La psicopatologia linguistica ed esistenziale del politicamente corretto – o del ‘follemente corretto’, come lo definisce Ricolfi – ha una efficace descrizione nella risposta che Humpty Dumpty dà ad Alice nel romanzo di Lewis Carrol Through the Looking Glass and what Alice found there:
«‘When _I_ use a word,’ Humpty Dumpty said in rather a scornful tone, ‘it means just what I choose it to mean–neither more nor less.’
‘The question is,’ said Alice, ‘whether you CAN make words mean so many different things.’
‘The question is,’ said Humpty Dumpty, ‘which is to be master– that’s all.’
‘Quando uso una parola’, dice Humpty Dumpty con un tono piuttosto sprezzante, ‘significa esattamente ciò che ho scelto che essa significasse, né più né meno’.
‘Il problema è capire’, dice Alice, ‘se si possono dare alle parole tanti significati diversi’.

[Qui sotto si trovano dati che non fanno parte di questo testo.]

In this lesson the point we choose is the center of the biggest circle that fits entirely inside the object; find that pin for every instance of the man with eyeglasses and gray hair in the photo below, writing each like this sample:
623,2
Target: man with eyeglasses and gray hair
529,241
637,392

‘Il problema è’, dice Humpty Dumpty, ‘capire chi è il padrone – tutto qua’».
(Edizione on line, p. 44)
Capire chi è il padrone è stato da sempre uno degli obiettivi della politica. Aver rinunciato da parte del corpo collettivo a tale compito, sostituito da moralismi più o meno fanatici, è prova, manifestazione e segno della società autoritaria che negli ultimi decenni l’occidente globalizzato è progressivamente diventato.